NJ Medicaid and NJ FamilyCare programs may limit coverage to services that are delivered by participating health care providers, but may not charge a deductible, copayment, or coinsurance for a health care service, delivered through telemedicine or telehealth, in an amount that exceeds the deductible, copayment, or coinsurance amount that is applicable to an in-person consultation.

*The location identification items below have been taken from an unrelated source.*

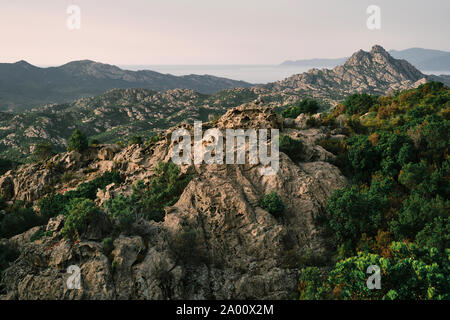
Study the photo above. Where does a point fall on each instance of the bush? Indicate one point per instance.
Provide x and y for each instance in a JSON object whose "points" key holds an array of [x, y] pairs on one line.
{"points": [[18, 219], [40, 234], [136, 140], [359, 103], [80, 213], [53, 205], [78, 141], [163, 190], [351, 212], [89, 189], [94, 142], [122, 210], [362, 156], [272, 203], [416, 213], [108, 246], [7, 255], [149, 201], [293, 148], [412, 174], [410, 273], [308, 106], [43, 151]]}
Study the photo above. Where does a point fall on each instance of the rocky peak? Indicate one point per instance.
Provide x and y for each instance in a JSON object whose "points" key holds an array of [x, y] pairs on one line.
{"points": [[374, 72]]}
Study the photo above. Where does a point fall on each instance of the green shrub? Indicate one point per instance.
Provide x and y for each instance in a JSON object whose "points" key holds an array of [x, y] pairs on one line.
{"points": [[149, 201], [292, 147], [7, 255], [80, 213], [40, 234], [122, 210], [136, 140], [311, 284], [359, 103], [154, 139], [18, 219], [411, 273], [89, 189], [94, 142], [351, 212], [308, 106], [78, 141], [108, 246], [412, 174], [43, 151], [272, 203]]}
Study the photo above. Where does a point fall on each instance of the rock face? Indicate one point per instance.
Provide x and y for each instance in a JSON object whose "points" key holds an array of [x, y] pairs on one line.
{"points": [[240, 251]]}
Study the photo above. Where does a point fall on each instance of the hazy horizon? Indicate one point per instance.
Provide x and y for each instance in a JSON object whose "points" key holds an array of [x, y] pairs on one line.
{"points": [[204, 32]]}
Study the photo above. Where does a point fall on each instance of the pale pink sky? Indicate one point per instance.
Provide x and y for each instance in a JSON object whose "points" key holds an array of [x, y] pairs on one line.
{"points": [[212, 31]]}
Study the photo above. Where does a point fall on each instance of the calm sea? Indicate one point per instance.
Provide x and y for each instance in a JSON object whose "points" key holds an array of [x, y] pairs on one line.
{"points": [[250, 73]]}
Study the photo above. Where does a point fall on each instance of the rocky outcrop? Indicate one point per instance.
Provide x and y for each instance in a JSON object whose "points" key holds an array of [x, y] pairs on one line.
{"points": [[375, 72], [240, 251]]}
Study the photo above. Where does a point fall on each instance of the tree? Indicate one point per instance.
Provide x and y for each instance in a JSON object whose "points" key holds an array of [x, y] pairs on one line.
{"points": [[362, 156], [351, 212], [411, 273], [292, 147], [78, 141], [308, 106], [80, 213], [359, 103], [136, 140], [273, 203]]}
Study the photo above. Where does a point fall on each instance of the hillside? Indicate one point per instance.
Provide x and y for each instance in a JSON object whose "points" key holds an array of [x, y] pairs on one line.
{"points": [[365, 184], [23, 86], [121, 113], [374, 72], [422, 59]]}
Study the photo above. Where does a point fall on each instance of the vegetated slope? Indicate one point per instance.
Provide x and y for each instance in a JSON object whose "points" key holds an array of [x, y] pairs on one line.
{"points": [[395, 214], [115, 116], [374, 72], [24, 86], [120, 113], [226, 232]]}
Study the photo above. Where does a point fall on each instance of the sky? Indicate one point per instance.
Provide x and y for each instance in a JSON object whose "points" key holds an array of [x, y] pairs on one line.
{"points": [[198, 32]]}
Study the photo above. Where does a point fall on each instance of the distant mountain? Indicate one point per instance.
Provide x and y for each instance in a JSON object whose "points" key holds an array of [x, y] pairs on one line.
{"points": [[375, 72], [315, 63], [120, 113], [23, 85], [422, 59], [425, 59]]}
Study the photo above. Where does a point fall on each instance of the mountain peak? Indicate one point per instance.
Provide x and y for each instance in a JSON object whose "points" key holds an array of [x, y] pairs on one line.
{"points": [[24, 64], [378, 49]]}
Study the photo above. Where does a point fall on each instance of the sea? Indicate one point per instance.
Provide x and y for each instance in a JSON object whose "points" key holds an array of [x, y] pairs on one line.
{"points": [[257, 74]]}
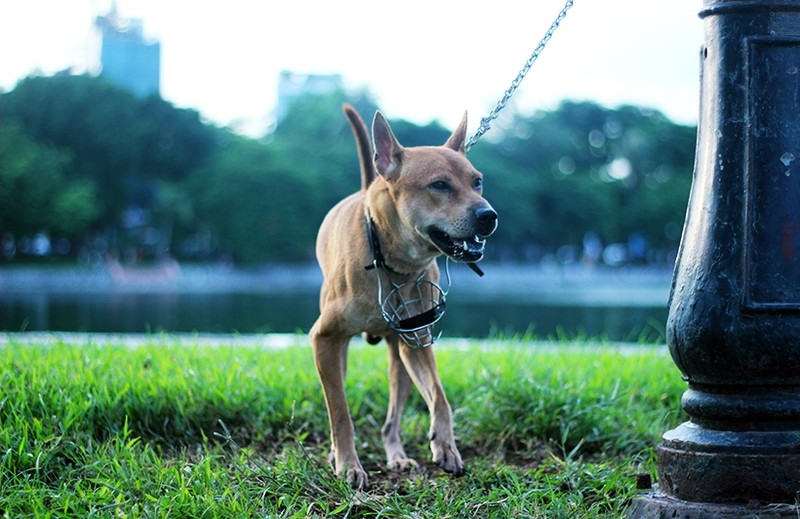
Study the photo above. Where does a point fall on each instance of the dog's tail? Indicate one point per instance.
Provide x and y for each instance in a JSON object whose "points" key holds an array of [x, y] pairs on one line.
{"points": [[361, 135]]}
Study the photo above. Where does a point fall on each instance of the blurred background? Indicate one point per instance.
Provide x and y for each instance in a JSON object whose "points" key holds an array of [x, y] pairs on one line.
{"points": [[164, 166]]}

Eligible psychiatric services – Telepsychiatry may be utilized by mental health clinics and/or hospital providers of outpatient mental health services to meet their physician related requirements including but not limited to intake evaluations, periodic psychiatric evaluations, medication management and/or psychotherapy sessions for clients of any age.
Store and Forward
Healthcare providers using engaging in telehealth services may use asynchronous store-and-forward technology for the transmission of medical information. Providers may use interactive, real-time, two- way audio in combination with asynchronous store-and-forward technology if they determine that they are able to meet the accepted standard of care provided in a face-to-face visit.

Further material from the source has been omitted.